Il campo dell’Allodola: quale posto migliore per pensare a Marius? Lui in quella verde distesa si faceva cullare dall’amore per Cosette, lei, invece, si faceva cullare dalla malinconia, dalla rabbia e dallo smarrimento. Marius aveva osservato ciò che lei stava osservando in quel momento, ma chissà perchè la natura che felicemente si stava svegliando la rattristava. Eponine, però,  in cuor suo sapeva di stare bene.
Perchè stava bene? Forse perchè qualcuno aveva notato i suoi occhi e i suoi capelli: forse perchè qualcuno aveva notato lei. Stava tradendo Marius, di cui si era innamorata dal primo giorno in cui si erano incontrati, ma perchè lui quando gli aveva detto “So anche scrivere!” aveva reagito diversamente da come aveva reagito quello strampalato poeta dai capelli rossi? Perché lui aveva provato una sorta d’inquietante compassione nei suoi confronti e invece Jean aveva semplicemente provato interesse? Che cosa aveva, secondo Marius, che non andava?
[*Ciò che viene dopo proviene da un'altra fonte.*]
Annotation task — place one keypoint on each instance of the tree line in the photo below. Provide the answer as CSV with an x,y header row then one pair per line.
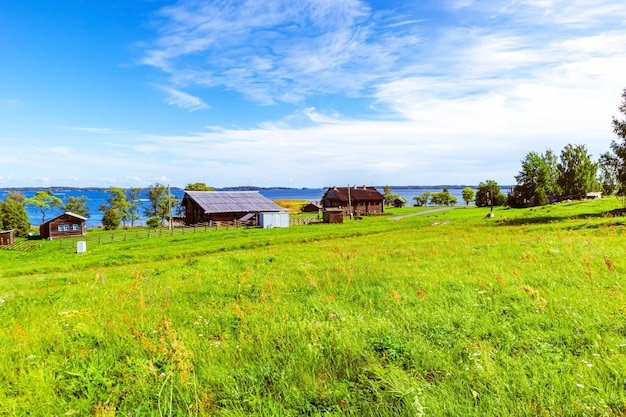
x,y
570,174
122,207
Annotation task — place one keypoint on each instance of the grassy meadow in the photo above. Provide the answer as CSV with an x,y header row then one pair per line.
x,y
440,314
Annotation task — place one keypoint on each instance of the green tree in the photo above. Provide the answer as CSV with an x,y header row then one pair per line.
x,y
442,198
110,218
489,194
468,195
540,197
44,200
161,202
533,175
119,203
132,196
198,186
577,173
609,171
552,174
422,199
389,196
619,146
13,215
77,205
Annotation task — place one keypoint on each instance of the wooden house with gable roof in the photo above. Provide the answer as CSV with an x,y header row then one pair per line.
x,y
362,201
67,224
227,206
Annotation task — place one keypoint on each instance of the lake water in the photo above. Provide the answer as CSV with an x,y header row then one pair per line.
x,y
96,197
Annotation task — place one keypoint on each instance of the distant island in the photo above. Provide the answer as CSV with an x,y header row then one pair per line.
x,y
59,189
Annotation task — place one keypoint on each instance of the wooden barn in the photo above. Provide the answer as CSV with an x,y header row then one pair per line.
x,y
7,238
311,208
226,206
67,224
362,201
399,202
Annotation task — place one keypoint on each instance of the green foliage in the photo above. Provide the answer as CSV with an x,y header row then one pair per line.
x,y
153,222
443,198
77,205
119,203
44,200
577,173
422,199
516,199
488,194
389,196
161,203
13,215
198,186
468,195
618,147
111,219
132,196
516,317
540,197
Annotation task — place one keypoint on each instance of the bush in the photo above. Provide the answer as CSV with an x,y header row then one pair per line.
x,y
153,222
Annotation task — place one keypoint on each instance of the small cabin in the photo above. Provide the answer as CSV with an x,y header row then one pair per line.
x,y
333,215
311,208
67,224
229,206
7,238
358,201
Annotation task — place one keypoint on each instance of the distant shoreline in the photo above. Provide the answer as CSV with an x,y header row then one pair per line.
x,y
239,188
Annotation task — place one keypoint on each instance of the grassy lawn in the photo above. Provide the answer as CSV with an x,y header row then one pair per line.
x,y
444,314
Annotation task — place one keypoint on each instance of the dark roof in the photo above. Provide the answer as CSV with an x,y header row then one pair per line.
x,y
356,194
67,213
230,201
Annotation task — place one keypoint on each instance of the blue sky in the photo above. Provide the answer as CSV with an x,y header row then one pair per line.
x,y
300,93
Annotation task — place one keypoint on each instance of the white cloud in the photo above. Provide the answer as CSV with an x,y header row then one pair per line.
x,y
183,100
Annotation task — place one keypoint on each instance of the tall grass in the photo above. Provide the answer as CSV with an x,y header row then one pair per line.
x,y
440,314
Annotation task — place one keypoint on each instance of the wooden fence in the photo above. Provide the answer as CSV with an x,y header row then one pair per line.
x,y
300,221
22,245
125,235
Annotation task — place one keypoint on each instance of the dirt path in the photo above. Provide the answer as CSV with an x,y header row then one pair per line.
x,y
420,212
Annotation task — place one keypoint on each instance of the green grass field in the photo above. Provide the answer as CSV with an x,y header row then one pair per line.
x,y
440,314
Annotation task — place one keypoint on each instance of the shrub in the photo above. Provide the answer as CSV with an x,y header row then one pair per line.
x,y
110,219
153,222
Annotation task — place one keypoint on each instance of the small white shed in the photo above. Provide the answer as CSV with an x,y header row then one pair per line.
x,y
268,220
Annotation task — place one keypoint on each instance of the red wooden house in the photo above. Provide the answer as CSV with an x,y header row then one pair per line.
x,y
67,224
361,201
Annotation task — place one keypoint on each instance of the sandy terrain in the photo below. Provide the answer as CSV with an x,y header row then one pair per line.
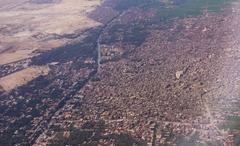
x,y
26,26
22,77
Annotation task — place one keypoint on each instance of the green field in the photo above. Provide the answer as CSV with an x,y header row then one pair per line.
x,y
191,8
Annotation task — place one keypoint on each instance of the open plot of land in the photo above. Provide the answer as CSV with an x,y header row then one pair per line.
x,y
22,77
40,26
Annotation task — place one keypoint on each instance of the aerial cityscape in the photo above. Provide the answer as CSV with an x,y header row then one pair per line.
x,y
120,73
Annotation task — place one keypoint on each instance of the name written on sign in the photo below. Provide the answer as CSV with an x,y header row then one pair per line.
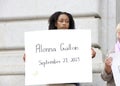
x,y
62,47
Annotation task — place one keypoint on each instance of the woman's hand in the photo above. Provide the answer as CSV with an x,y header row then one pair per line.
x,y
108,63
93,52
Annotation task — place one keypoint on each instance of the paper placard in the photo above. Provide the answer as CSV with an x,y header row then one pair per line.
x,y
116,68
58,56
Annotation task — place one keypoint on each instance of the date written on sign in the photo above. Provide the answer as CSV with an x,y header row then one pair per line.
x,y
62,61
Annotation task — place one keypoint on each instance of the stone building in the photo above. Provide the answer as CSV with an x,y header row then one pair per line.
x,y
19,16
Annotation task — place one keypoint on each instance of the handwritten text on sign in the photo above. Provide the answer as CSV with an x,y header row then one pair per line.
x,y
58,56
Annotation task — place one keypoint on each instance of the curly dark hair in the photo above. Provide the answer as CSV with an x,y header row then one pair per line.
x,y
54,17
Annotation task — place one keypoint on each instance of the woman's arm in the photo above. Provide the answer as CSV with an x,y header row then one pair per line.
x,y
107,72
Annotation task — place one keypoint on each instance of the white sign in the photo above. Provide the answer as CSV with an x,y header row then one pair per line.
x,y
116,68
58,56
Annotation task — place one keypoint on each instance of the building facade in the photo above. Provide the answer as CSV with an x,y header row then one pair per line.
x,y
19,16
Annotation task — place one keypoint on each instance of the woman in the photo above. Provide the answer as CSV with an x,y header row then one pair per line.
x,y
63,20
107,74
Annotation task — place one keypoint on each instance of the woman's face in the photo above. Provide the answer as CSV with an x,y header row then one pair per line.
x,y
62,22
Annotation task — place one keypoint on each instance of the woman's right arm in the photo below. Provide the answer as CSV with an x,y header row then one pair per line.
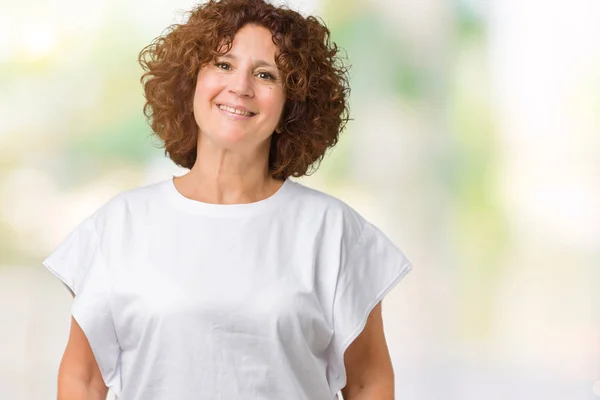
x,y
79,377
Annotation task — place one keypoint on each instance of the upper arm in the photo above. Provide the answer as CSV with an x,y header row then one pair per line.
x,y
367,360
78,366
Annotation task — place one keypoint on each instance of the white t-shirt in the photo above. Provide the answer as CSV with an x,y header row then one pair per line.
x,y
186,300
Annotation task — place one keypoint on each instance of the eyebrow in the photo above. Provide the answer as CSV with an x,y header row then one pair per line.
x,y
258,63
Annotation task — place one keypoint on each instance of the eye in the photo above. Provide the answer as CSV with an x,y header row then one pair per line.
x,y
266,75
222,65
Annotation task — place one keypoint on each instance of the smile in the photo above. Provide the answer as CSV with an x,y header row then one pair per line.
x,y
235,111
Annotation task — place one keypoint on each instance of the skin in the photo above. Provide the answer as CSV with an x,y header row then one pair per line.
x,y
369,371
232,168
78,375
232,156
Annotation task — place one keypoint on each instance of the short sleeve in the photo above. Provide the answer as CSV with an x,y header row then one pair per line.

Era sporca? Era brutta? Le mancavano alcuni denti? Perchè per lui questo contava così tanto? Le venne da piangere, ma non lo fece: ‘Ponine non piangeva mai, era una fanciulla difficile da abbattere.
Si alzò e, assorta in questi mille pensieri amorfi, incominciò a camminare, non curante delle formiche che le correvano sui piedi. Guardando il cielo mattutino, limpido e sfacciato, si mise a canticchiare una canzone che nemmeno lei credeva di conoscere, forse, se l’era inventata sul momento. Poi chiuse gli occhi, smettendo di cantare. Sospirò. Doveva ripulire i suoi pensieri, più che ripulire il suo volto e questo lo sapeva molto bene.
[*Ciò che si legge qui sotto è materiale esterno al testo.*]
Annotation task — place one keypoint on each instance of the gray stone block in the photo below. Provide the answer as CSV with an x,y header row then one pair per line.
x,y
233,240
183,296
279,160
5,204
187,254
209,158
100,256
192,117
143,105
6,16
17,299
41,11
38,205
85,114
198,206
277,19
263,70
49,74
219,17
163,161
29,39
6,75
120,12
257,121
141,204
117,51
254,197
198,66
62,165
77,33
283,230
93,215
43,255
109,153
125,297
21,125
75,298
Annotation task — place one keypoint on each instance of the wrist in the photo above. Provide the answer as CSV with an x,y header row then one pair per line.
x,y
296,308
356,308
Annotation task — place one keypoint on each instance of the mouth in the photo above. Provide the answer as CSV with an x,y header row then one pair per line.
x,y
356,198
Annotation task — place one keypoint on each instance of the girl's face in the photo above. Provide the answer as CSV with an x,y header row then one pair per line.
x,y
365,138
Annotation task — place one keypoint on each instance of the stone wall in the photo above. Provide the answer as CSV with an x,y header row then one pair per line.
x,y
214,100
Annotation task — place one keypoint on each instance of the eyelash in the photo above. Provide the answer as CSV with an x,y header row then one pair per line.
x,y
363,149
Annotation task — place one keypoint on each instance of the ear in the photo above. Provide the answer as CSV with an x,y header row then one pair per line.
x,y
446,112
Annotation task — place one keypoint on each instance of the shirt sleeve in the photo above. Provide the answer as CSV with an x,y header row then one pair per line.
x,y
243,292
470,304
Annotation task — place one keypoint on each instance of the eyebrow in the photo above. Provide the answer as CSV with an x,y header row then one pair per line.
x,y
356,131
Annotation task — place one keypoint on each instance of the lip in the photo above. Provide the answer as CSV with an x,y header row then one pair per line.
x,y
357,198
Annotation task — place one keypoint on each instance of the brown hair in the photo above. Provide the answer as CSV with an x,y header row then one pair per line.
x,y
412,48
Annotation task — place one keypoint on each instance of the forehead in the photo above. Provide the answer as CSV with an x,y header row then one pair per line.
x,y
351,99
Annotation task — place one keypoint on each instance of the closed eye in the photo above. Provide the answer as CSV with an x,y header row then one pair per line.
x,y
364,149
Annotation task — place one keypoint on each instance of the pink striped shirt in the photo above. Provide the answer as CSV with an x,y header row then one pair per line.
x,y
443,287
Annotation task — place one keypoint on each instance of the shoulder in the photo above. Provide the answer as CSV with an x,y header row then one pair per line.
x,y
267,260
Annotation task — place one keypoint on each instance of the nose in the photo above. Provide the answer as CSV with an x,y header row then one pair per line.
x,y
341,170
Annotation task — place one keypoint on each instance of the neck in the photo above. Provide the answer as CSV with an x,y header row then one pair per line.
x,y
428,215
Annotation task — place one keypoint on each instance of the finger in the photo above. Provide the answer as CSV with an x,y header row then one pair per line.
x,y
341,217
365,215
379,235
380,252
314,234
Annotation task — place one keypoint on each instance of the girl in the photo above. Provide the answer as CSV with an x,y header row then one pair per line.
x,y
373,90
Ripensava alla poesia che Jean le aveva fatto leggere e sentiva scorrere dentro le sue vene una forza che non aveva mai tastato, un coraggio che non aveva mai creduto di avere, una voglia di vivere insolita, che le avrebbe permesso di volare. Le parole di Jean ruggivano nella sua mente e lei, come una leonessa, stava diventando fiera e si stava risvegliando. Voleva azzannare il cuore marcio e opaco di Marius fino a farlo sanguinare: voleva amare davvero ed essere amata realmente a sua volta.
Spalancò le braccia all’improvviso e sorridendo, questa volta radiosamente, gridò al vento: << Voglio vivere! >> Poi si tuffò nell’erba, sempre con quel sorriso novello stampato in volto. Si sentiva libera, libera finalmente di abbandonarsi ad un sentimento così puro e reale. Non avrebbe più urlato, ma solo sussurrato, “possibilmente” pensava “parole d’amore”.
 
Mentre Eponine scopriva se stessa, Jean correva verso la barrière du Maine. Correva con l’incoscienza e con la lucidità di coloro che sono travolti dalle idee e dai progetti; nella tasca destra dei pantaloni conservava ancora la margherita di Eponine.
Arrivò a destinazione verso mezzo giorno circa, con il fiatone e qualche tremore in più nella voce. Tra tutti quegli artisti a lui bastava trovarne uno, quello che lo avrebbe condotto dove desiderava, n’era certo. Entrato da Richefeu, lo trovò seduto al tavolo che disegnava  -chissà cosa disegnava.
<< Grantaire! >> Esclamò con impeto. Grantaire sobbalzò dalla sedia: era talmente concentrato sul suo disegno da aver dimenticato il mondo esterno.
<< Jean, che piacere vederti. Che cosa ci fai qui? >> Disse avvicinandosi a lui sorridente. Il foglio nel frattempo era scivolato per terra.
<< Ho bisogno di un’informazione. >>
<< Sono al tuo servizio. >> Rispose accennando ad un piccolo inchino.
<< Qual è il migliore negozio di abiti femminili qui a Parigi? Non sono un esperto di gran moda, come sai >> confessò accompagnando le parole con quel gesto, ormai per lui automatico, di grattarsi la testa.
<< Che te ne fai di un abito da donna? >> Gli chiese Grantaire smarrito.
<< Oh, non è per me! >> Ridacchiò Prouvaire. Era arrossito in modo violento.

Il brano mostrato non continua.